Passing a unique_ptr by reference, rvalue or otherwise, doesn't actual move anything, so you can't know by just looking at the function declaration if a move will happen.

Passing a unique_ptr by value on the other hand guarantees that the passed in pointer will be moved from, so without even have to look at the documentation you know calling that function releases you from the pointers' ownership.

Answer 2

For the same reason people pass int instead of const int& .

std::unique_ptr is just an RAII wrapper around a single pointer value, so moving it is just copying a single register width value, then zeroing the source. That's so trivial there's no real benefit to avoiding the move. After all, the cost to pass the reference (when not inlined) is the cost of passing a pointer too, so passing by reference can be less efficient (because if not inlined, it has to follow the reference to the real memory, then pull out the value from there; the top of the stack is likely in L1 cache, who knows if the place it's stored is?).

In practice, much of this will be inlined with optimizations enabled, and both approaches would get the same result. Passing by value is a good default when there's no benefit to passing by reference, so why not do it that way?

Answer 3

why everybody passes the std::unique_ptr by value instead of rvalue reference?

It may be more common, but it's not "everybody".

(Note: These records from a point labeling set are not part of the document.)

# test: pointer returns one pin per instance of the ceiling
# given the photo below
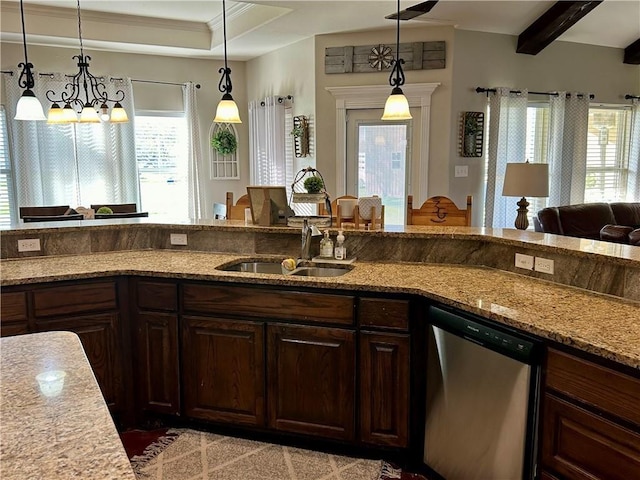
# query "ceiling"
(255, 27)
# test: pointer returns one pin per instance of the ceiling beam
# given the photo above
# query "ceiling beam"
(414, 11)
(632, 53)
(551, 24)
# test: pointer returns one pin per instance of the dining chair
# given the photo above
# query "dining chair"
(439, 211)
(236, 212)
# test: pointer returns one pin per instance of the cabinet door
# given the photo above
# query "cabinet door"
(157, 362)
(384, 388)
(311, 380)
(101, 339)
(223, 370)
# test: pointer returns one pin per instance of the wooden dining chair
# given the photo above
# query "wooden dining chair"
(439, 211)
(236, 212)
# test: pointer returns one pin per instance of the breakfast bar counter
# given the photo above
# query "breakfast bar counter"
(55, 423)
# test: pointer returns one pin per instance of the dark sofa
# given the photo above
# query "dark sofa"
(612, 222)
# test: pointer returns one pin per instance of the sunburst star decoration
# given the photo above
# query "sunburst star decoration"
(380, 57)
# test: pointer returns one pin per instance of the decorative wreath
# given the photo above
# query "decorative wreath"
(224, 142)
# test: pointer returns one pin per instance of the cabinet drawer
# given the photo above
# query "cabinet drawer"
(14, 307)
(577, 444)
(71, 299)
(611, 391)
(157, 295)
(380, 312)
(265, 303)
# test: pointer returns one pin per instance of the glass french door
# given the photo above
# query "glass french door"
(378, 161)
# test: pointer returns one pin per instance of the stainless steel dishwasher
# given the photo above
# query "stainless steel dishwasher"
(483, 388)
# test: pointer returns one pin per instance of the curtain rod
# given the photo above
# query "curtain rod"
(553, 94)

The drawback of std::unique_ptr&& parameter is that it doesn't explicitly communicate to the caller whether the pointer will be moved from or not. It might always move, or it might depend on some condition. You would have to know the implementation or at least API documentation to know for sure. The corresponding benefit of std::unique_ptr parameter is that it alone tells the reader of the declaration that the function will take ownership of the pointer. For this reason, it may be a good choice to use std::unique_ptr parameter and probably part of the reason why it's more common.

The benefit of std::unique_ptr&& is avoiding the extra move. However, moving of a std::unique_ptr is a very fast operation. It's insignificant compared for example to the memory allocation itself. In most cases, it simply doesn't matter.

The difference between the two is fairly subtle. std::unique_ptr&& parameter may be considered in a case where you've measured the move to have significant cost. Which is not very common. Or in cases where your API may be used in cases where that cost could be significant. It's hard to prove that this won't ever happen if you're writing a public API, so it is a more likely argument to use.